Mr. Hildebrand, the president of the Swiss central bank, was called “arrogant” and “egotistical” by bankers quoted anonymously in the pages of Swiss newspapers. His supposed sin: Wanting banks to hold extra capital. The fact that Mr. Hildebrand was himself a former hedge fund manager in New York seemed only to heighten the sense that he had betrayed his profession.

“He’ll never find another job in Switzerland,” the Swiss newspaper Der Sonntag quoted an unnamed high-ranking banker as threatening Mr. Hildebrand in 2010.

The unusually bitter attacks on a central bank chief were a measure of what was at stake. Mr. Hildebrand, 48, had a high-visibility role in a struggle between bankers trying to preserve their most lucrative business practices and regulators trying to defuse a system that, many believe, nearly blew up the world economy.

“Many of us on the public side had to deal with industry push-back, at times amplified by public coverage,” Mr. Hildebrand said. “One lesson that emerges is that the capacity of the financial industry to lobby for its short-term interests is far reaching.”

The debate centers on an international accord that most people outside the industry have never heard of, the so-called Basel III rules. The core issue and main point of dispute is capital — the money that banks accumulate through issuing stock and holding onto profits, money that they do not have to repay. The regulators want banks to finance their operations with more capital and less borrowed money. Advocates argue that the bigger the capital buffer, the greater the stability of the financial system. But financing operations from capital, rather than borrowing money, is less profitable, and that means lower bonuses.

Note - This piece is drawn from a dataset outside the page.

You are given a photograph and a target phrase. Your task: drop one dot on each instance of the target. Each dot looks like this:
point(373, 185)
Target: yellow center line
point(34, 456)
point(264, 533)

“In the financial crisis the banks got the upside and the public got the downside,” said Stephen G. Cecchetti, head of the monetary and economic department of the Bank for International Settlements, in Basel, Switzerland. The bank houses the Basel Committee on Banking Supervision, the secretive panel that establishes global banking standards. “We want to make sure that doesn’t happen again.”

After some fierce battles, proponents of the tighter rules have achieved some success in pushing through measures that will force banks to reduce risk. The Federal Reserve on Tuesday published draft regulations that draw heavily on the agreements reached in Basel. But there is a long phase-in period that the banking industry could use to try to water down the rules. And many economists fear that the new regulatory regime still allows banks to take outsize risks.

Flaws in earlier Basel rules, known as Basel II, allowed the financial crisis to gather in the first place, many economists say, enabling the illusion that banks were comfortably cushioned against risk. In fact, the banks had badly underestimated the malignant potential of their holdings. Faulty regulation also worsened the European sovereign debt crisis, assigning government bonds virtually zero risk. That encouraged banks to extend billions in credit to countries like Greece and Italy, setting up a dangerous correlation between the solvency of countries and the health of banks. The thinking, in effect, was “Why imprison capital to insure against losses that were unlikely ever to happen?”

The technical term was “risk weighted assets.” It was as if a homeowner only had to make a down payment on the part of a house that might catch fire. Other parts of the property, like the swimming pool and the lawn, would not count.

The flaws in this model became obvious in the days after investment bank Lehman Brothers collapsed in 2008. Banks that appeared to be well capitalized discovered that they had hugely underestimated risk. Derivatives tied to the United States real estate market, with top credit ratings, suddenly became impossible to sell and effectively worthless.

One of the most vivid examples was right around the corner from Mr. Hildebrand’s office in Zurich, the Swiss bank UBS. In the years before the crisis, UBS was, on paper, one of the best capitalized banks in the world. But in the course of 2008 UBS rapidly depleted its cushion as it absorbed losses from investments in the American real estate market.